The biggest advantages of personal loans vs. credit cards is that they usually offer a lower interest rate and steady, even payments until you pay the debt off. This predictability makes it easier to build your budget, and you know exactly when you’ll be out of debt.

Personal loans also have a wide range of uses—just about anything, in fact, except for higher education and illegal activities. Each lender differs in how fast they can get your money to you if approved, but some lenders even offer same-day funding.

If you have good credit it’s also pretty easy to get approved, but there are still lenders who specialize in personal loans for bad credit. You may need to pay a higher rate or get a co-signer. You also can put up collateral to get a secured loan, such as your car or bank account.

Personal Loan Disadvantages

Personal loans are meant to be taken out infrequently and for large expenses, so if you need financing to make smaller purchases on a more regular basis, a personal loan might not work out for you. Personal loans also don’t offer rewards.
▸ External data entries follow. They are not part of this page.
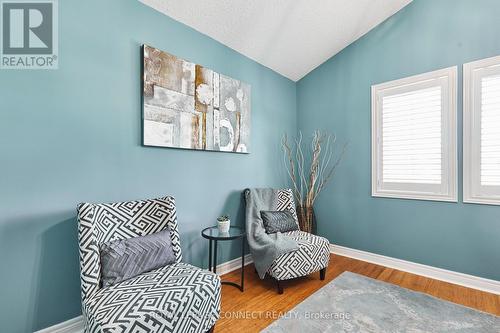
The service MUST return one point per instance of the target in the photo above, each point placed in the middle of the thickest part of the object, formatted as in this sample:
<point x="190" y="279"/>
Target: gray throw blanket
<point x="265" y="248"/>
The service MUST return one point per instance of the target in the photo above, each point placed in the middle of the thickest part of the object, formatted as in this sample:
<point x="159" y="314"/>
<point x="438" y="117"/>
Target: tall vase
<point x="307" y="218"/>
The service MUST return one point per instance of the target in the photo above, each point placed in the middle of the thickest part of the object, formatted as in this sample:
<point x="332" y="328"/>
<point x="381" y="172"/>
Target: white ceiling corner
<point x="292" y="37"/>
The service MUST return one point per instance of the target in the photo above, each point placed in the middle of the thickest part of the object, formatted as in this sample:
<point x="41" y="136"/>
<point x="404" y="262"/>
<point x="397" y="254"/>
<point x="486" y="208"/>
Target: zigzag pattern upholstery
<point x="313" y="253"/>
<point x="174" y="298"/>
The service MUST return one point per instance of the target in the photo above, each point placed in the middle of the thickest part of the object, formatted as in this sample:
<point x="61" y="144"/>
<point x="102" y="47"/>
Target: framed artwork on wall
<point x="188" y="106"/>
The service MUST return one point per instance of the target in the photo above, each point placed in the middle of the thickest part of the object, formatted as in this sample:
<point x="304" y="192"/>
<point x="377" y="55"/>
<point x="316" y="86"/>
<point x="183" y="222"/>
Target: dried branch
<point x="322" y="167"/>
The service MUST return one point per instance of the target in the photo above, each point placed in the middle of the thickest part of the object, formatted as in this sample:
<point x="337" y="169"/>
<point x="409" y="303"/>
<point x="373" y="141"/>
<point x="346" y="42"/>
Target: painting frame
<point x="188" y="106"/>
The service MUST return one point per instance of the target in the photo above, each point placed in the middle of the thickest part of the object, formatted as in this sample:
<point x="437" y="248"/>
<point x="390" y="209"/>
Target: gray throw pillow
<point x="127" y="258"/>
<point x="281" y="221"/>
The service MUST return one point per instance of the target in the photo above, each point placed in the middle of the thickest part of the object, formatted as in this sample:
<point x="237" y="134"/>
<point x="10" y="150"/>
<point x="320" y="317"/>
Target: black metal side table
<point x="213" y="235"/>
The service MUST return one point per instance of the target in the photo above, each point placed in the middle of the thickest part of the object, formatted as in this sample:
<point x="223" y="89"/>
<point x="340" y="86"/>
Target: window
<point x="482" y="131"/>
<point x="414" y="137"/>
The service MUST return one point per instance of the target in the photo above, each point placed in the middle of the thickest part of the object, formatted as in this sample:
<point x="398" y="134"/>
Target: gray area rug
<point x="355" y="303"/>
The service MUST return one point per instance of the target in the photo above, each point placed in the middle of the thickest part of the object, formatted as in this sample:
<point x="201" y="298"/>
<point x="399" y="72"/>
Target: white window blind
<point x="490" y="131"/>
<point x="414" y="137"/>
<point x="482" y="131"/>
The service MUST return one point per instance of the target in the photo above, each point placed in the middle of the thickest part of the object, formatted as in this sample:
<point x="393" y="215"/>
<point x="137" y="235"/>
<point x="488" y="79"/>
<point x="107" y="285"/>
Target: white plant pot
<point x="224" y="226"/>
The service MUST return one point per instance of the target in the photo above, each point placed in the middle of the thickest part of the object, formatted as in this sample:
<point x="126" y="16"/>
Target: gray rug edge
<point x="345" y="273"/>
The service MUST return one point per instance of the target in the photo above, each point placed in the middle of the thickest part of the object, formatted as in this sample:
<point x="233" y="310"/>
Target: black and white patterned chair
<point x="175" y="298"/>
<point x="312" y="255"/>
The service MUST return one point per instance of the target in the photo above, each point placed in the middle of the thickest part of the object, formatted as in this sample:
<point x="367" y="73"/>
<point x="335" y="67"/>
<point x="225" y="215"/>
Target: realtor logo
<point x="29" y="34"/>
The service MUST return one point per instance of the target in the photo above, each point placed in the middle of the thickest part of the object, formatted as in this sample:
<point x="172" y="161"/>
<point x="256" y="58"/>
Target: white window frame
<point x="474" y="192"/>
<point x="447" y="191"/>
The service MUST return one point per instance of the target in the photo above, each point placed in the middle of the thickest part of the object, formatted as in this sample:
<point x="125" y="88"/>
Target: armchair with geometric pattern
<point x="174" y="298"/>
<point x="313" y="252"/>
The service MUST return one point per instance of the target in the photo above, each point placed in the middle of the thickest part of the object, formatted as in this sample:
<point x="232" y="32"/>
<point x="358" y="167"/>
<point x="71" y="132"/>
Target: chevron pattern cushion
<point x="127" y="258"/>
<point x="175" y="298"/>
<point x="313" y="255"/>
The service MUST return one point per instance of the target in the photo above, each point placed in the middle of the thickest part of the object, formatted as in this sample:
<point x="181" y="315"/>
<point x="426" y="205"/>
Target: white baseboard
<point x="75" y="325"/>
<point x="461" y="279"/>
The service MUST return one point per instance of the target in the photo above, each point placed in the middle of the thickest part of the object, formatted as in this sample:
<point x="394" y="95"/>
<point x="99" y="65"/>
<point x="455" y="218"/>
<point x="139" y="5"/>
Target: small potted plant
<point x="223" y="223"/>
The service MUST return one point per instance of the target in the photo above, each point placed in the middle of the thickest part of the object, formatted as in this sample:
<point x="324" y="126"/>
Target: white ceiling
<point x="292" y="37"/>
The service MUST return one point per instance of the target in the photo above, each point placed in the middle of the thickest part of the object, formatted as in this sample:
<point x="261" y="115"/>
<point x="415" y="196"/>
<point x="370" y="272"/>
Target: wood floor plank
<point x="259" y="305"/>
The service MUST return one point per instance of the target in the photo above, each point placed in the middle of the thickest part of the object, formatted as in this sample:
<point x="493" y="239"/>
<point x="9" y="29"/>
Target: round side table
<point x="213" y="235"/>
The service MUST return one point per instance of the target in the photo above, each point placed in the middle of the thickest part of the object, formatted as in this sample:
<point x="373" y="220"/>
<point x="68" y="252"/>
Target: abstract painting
<point x="186" y="105"/>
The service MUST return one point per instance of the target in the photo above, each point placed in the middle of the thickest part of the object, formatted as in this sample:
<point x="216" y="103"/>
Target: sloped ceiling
<point x="292" y="37"/>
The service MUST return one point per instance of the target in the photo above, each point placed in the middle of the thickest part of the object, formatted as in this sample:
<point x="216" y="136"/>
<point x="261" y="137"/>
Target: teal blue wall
<point x="74" y="134"/>
<point x="424" y="36"/>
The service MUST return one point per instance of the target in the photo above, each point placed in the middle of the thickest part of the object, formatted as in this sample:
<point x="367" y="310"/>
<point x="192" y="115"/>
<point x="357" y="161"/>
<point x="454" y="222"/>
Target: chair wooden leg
<point x="280" y="287"/>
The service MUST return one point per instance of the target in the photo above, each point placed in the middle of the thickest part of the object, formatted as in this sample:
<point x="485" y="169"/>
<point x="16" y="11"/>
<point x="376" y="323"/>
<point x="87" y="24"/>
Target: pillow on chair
<point x="281" y="221"/>
<point x="127" y="258"/>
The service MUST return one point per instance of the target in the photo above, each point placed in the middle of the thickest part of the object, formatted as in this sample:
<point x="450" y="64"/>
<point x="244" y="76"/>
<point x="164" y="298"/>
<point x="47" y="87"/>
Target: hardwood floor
<point x="260" y="304"/>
When You Should Use a Credit Card

Credit cards are meant for smaller, more frequent expenses that you can pay off relatively quickly. We even recommend paying off your entire bill before it’s due. Credit card companies only charge you interest if you carry a balance from month to month, so by paying it off entirely, you’re essentially getting a free short-term loan.

When you do it this way you can even put all of your spending on a rewards card, so you get all of the benefits without having to pay interest. The key here is discipline, though; it’s often too easy to start charging more than you can pay off, and the rewards you earn won’t outweigh the interest you’ll owe.

Many credit cards also offer a 0% intro APR period on purchases or balance transfers. If you’re looking to make a big purchase or consolidate other credit card debt to a lower rate, you may want to consider a credit card. Make sure you can pay off the balance before the 0% APR period ends, though.

Credit Card Advantages

If you use your credit card for everyday spending and have the discipline to pay it off each month in full, this type of financing can be a powerful way to earn cash back or travel rewards. Some people pay for all or part of their vacations this way.

But even if you’re not able to do that, credit cards can still be a good backup for when things go wrong. If you haven’t built up your emergency fund, a credit card can help bridge the gap for unexpected expenses. You can get the money you need instantly simply by swiping a card.

Finally, for true cost-cutters looking to save money on new purchases or to pay off existing debt, opening a 0% intro APR card and paying off the charge before the end of the intro period can be a good idea, too. It’s just about the cheapest financing strategy you’ll find.

Credit Card Disadvantages

One of the biggest advantages of credit cards—ease of buying stuff simply by swiping—is also its biggest disadvantage. Because it’s so easy to use a credit card, many people get lulled into debt. After all, the minimum payment is usually pretty reasonable.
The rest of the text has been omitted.